Le charlatan Extrait d'une pièce en quatre actes de Marie-Charlotte MBARGA KOUMA écrite en 1966 |
"Le charlatan" est une satire sociale en quatre actes qui relate le quotidien burlesque d'un marchand d'illusions. (Angèle Mbarga) |
Nnom Modo, Amougui, Kéedi, Henriette, Martine
Amougui : (lisant un écriteau) Ici le domicile du professeur Khalil, diplômé de l'école internationale des sciences occultes de l'Inde...
Nnom Modo : Amougui, pourquoi traînes-tu le pas de la sorte ?
Amougui : (poursuivant sa lecture) Révélations sur le passé, le présent et l'avenir, retour d'affection...
Nnom Modo : Que t'arrive-t-il Amougui ? Pourquoi t'intéresses-tu tant à cet écriteau. Oublies-tu que nous sommes attendus par mon docteur ? Je n'aime pas cette manie que tu as de toujours en faire à ta tête, y compris quand je te parle. Ce sont là de bien mauvaises manières mon enfant.
Amougui : (sans quitter des yeux l'écriteau) Je suis à toi dans une minute, grand-père.
Nnom Modo : Vous êtes vraiment à plaindre vous, les petits garnements d'aujourd'hui. C'est à force de lire des choses de ce genre que vous vous abrutissez de jour en jour.
Amougui : Ne t'énerve pas grand-père. Je m'informais tout simplement sur ce voyant capable d'anéantir le pouvoir des démons les plus redoutables.
Nnom Modo : Arrête de plaisanter Amougui, ce n'est vraiment pas le moment.
Amougui : Il ne s'agit pas d'une plaisanterie grand-père, mais plutôt d'un guérisseur venu d'un pays où les habitants causent avec le Bon Dieu. N'est-ce pas stupéfiant cela ?
Nnom Modo : Trêve de plaisanterie Amougui, penses-tu qu'il existe sur cette terre de pêcheurs invétérés un pays où des personnes comme toi et moi causent avec Dieu ?

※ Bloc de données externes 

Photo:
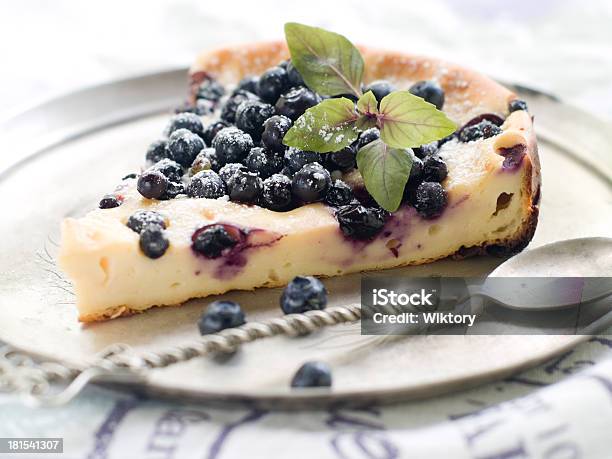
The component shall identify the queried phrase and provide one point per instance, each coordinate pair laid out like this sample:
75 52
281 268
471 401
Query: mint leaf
328 62
406 121
367 106
328 126
385 171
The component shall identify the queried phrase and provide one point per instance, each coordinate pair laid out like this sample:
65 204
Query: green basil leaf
328 126
385 171
407 121
328 62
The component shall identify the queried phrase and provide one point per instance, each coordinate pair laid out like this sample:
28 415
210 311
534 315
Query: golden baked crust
468 94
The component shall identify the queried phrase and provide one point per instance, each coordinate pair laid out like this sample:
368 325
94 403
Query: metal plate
61 156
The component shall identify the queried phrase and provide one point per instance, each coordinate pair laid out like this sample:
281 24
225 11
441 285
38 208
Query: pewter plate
58 159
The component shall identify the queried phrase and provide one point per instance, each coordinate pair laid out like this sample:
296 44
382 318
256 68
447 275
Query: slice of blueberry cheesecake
279 166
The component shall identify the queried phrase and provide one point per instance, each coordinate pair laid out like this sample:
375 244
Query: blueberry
482 130
426 150
368 136
232 145
220 315
210 89
212 129
295 102
380 88
248 83
109 201
517 104
339 194
171 169
430 91
272 83
227 172
250 117
263 162
245 187
276 194
360 222
189 121
295 159
310 183
434 169
342 160
312 374
206 184
152 184
303 294
157 151
153 241
173 190
141 218
212 241
275 129
228 113
184 146
430 199
294 77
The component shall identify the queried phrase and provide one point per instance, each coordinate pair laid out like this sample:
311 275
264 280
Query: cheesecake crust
468 94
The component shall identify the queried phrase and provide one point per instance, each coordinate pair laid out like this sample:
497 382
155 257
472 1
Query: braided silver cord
119 363
229 340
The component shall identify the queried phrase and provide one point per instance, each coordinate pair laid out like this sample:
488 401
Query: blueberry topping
275 129
109 201
212 129
303 294
173 190
434 169
248 83
263 162
206 184
312 374
171 169
220 315
368 136
232 145
517 104
228 113
141 218
227 172
157 151
295 159
360 222
430 91
184 146
245 187
430 199
342 160
153 241
310 183
272 83
189 121
152 184
339 194
426 150
380 88
295 102
206 159
210 89
250 117
212 241
295 79
482 130
276 193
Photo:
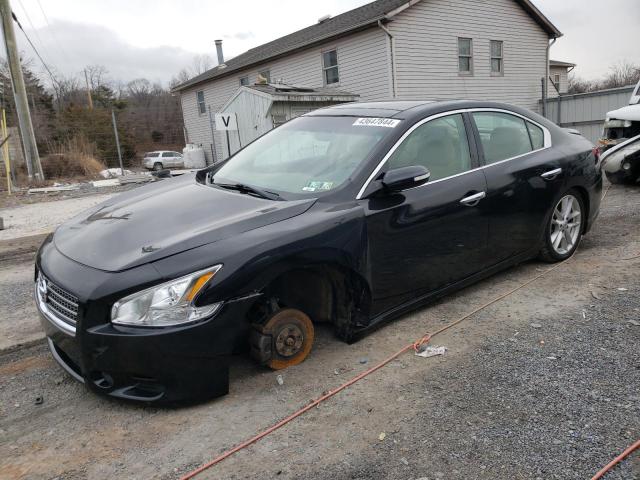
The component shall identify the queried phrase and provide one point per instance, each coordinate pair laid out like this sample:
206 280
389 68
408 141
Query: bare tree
621 74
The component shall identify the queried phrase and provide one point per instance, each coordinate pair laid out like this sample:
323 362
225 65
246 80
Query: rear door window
502 135
440 145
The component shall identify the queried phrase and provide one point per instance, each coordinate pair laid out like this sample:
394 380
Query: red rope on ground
616 460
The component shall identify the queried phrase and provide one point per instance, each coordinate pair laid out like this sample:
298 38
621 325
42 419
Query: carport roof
346 23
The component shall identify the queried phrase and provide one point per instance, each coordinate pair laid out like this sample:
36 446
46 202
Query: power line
53 33
35 31
15 18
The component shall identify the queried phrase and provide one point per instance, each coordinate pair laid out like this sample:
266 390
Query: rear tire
564 228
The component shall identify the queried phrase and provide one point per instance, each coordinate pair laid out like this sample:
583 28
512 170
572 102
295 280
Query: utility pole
86 79
115 130
32 159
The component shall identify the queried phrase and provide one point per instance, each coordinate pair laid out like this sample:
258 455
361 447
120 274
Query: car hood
163 219
630 112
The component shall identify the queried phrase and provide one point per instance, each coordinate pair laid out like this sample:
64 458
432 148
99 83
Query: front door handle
551 174
473 200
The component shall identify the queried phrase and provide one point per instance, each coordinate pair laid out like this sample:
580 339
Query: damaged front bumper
167 365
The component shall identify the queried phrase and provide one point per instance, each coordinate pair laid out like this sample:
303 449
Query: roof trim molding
540 18
401 9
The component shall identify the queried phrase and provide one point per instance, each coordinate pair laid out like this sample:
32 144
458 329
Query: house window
496 57
465 56
202 108
266 74
330 67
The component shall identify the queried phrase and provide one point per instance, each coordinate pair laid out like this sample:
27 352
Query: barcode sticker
376 122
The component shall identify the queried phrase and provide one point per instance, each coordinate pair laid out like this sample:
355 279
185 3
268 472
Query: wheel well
585 199
325 293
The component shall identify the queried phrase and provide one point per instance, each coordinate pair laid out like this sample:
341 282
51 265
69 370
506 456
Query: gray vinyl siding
426 51
363 62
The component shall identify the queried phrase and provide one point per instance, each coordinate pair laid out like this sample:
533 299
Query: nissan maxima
349 215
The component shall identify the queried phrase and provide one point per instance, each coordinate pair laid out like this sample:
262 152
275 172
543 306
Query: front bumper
163 366
160 366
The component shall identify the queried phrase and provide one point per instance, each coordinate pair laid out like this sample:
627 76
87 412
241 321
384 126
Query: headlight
167 304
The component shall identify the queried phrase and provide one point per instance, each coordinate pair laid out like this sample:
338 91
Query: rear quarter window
502 136
537 136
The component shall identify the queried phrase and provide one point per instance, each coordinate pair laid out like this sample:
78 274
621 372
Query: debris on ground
111 182
342 369
54 189
426 351
114 172
136 178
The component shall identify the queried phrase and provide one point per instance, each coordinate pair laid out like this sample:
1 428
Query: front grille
62 303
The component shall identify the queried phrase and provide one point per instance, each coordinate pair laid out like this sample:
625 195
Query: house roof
346 23
558 63
283 92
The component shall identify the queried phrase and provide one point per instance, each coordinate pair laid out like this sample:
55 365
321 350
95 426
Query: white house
404 49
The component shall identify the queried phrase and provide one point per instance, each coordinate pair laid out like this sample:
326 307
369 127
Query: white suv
163 159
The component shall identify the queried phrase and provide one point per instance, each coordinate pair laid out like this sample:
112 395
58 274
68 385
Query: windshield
307 155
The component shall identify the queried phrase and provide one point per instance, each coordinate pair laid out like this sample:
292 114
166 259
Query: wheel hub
289 341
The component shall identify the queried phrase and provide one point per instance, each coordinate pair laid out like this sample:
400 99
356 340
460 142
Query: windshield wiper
242 188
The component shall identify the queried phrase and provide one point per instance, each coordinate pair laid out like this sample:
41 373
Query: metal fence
586 111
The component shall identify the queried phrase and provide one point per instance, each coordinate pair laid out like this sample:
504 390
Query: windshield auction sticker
376 122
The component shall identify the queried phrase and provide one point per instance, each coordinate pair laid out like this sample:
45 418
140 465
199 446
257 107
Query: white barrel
193 156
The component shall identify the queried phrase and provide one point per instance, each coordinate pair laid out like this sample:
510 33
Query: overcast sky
156 38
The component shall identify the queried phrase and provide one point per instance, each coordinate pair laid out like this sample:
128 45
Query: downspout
392 57
545 88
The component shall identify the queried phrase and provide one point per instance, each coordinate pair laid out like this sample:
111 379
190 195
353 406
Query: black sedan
349 215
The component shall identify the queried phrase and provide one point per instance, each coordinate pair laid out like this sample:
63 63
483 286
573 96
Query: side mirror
405 177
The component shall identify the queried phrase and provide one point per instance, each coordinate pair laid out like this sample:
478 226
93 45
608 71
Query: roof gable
340 25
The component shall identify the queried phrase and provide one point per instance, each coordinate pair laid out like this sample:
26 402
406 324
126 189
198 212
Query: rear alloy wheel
292 335
564 230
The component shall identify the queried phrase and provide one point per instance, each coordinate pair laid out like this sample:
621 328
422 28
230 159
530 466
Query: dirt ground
544 384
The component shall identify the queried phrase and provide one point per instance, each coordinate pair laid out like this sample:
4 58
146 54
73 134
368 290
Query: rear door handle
551 174
473 200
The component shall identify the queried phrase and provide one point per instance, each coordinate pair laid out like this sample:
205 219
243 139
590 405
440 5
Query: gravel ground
500 404
519 408
38 218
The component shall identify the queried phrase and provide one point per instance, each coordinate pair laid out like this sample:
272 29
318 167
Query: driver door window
441 145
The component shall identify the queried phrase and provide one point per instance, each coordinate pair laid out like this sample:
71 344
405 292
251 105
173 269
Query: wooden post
32 159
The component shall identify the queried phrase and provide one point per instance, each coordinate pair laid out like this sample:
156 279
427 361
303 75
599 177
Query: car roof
414 109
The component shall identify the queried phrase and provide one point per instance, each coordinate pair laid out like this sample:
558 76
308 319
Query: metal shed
259 108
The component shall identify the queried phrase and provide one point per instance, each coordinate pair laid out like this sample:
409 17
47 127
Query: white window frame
470 56
376 171
499 73
325 67
201 104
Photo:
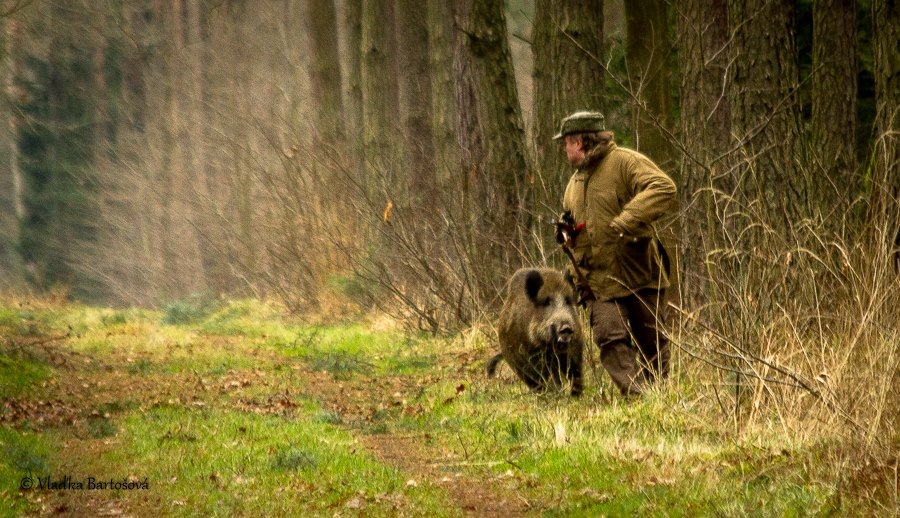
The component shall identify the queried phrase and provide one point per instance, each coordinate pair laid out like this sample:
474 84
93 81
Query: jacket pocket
636 262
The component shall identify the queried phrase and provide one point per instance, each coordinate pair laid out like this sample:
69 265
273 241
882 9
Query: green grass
22 454
17 375
215 462
244 435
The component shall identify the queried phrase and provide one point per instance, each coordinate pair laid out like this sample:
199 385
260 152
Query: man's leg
646 314
610 333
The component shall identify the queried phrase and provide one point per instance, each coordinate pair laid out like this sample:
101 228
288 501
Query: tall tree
441 42
353 112
11 206
886 177
834 94
649 50
491 127
379 88
325 71
56 152
415 97
765 113
702 33
567 42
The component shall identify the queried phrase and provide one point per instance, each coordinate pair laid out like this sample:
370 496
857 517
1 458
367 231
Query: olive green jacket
619 196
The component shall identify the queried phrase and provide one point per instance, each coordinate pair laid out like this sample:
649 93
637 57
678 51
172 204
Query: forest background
359 155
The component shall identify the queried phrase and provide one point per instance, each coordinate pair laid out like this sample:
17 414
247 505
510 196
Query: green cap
581 122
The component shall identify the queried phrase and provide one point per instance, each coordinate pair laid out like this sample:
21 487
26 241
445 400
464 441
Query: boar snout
562 333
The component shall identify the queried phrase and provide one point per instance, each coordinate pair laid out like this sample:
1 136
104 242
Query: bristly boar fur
540 337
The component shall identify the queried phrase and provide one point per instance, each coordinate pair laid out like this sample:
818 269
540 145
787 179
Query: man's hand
567 230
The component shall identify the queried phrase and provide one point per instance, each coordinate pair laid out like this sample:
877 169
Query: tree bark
766 115
885 193
441 42
325 72
649 73
379 90
12 208
353 111
567 42
834 99
415 99
491 129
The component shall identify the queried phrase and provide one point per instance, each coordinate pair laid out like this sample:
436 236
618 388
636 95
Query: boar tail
492 364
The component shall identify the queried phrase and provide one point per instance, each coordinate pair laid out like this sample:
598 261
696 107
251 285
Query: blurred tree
567 42
56 146
649 52
415 99
325 72
11 206
379 90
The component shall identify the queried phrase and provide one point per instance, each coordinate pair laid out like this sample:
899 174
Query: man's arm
654 195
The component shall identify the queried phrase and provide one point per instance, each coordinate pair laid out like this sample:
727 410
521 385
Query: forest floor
232 409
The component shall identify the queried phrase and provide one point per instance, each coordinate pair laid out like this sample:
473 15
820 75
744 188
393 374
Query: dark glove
583 292
567 230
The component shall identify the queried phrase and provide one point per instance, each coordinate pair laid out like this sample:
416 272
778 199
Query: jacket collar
595 155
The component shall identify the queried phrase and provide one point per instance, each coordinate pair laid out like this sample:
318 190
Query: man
618 194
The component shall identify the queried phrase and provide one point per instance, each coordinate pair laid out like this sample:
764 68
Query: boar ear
533 283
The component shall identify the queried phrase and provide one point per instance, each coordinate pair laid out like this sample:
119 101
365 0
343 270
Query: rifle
567 231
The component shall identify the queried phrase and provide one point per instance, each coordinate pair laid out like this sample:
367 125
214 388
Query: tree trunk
885 195
441 38
353 111
492 129
702 32
649 73
415 99
567 42
765 116
325 72
834 100
12 209
379 91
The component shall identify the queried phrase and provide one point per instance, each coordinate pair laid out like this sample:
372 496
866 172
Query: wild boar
540 337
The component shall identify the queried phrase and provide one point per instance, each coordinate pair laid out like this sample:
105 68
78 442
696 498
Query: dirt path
411 454
100 383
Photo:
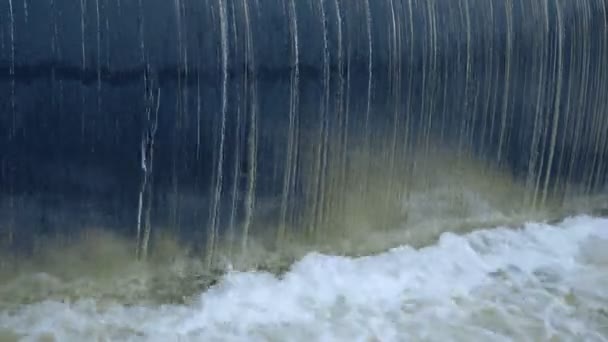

Amougui : Bien sûr grand-père, le Professeur Khalil en est la preuve vivante.
Nnom Modo : Même en supposant que ce professeur soit aussi compétent que tu le prétends, crois-tu qu'il puisse être en mesure de me débarrasser de cette vieille hernie que je traîne depuis plusieurs années ?
Amougui : Mais oui, grand-père !
Nnom Modo : Dans ce cas allons immédiatement le voir.
Kéedi : (parlant seul devant le domicile du charlatan) Il faut absolument que je voie ce professeur afin qu'il me dise ce que ma femme fait de tout l'argent que je lui donne. Le petit jeu d'Anastasia n'a que trop duré. Comment ose-t-elle prétendre que les 15 000 francs que je lui ai donnés il y a tout juste une semaine sont finis ? Me prend-t-elle pour un idiot ? Je suis tout sauf idiot et je compte bien le lui prouver.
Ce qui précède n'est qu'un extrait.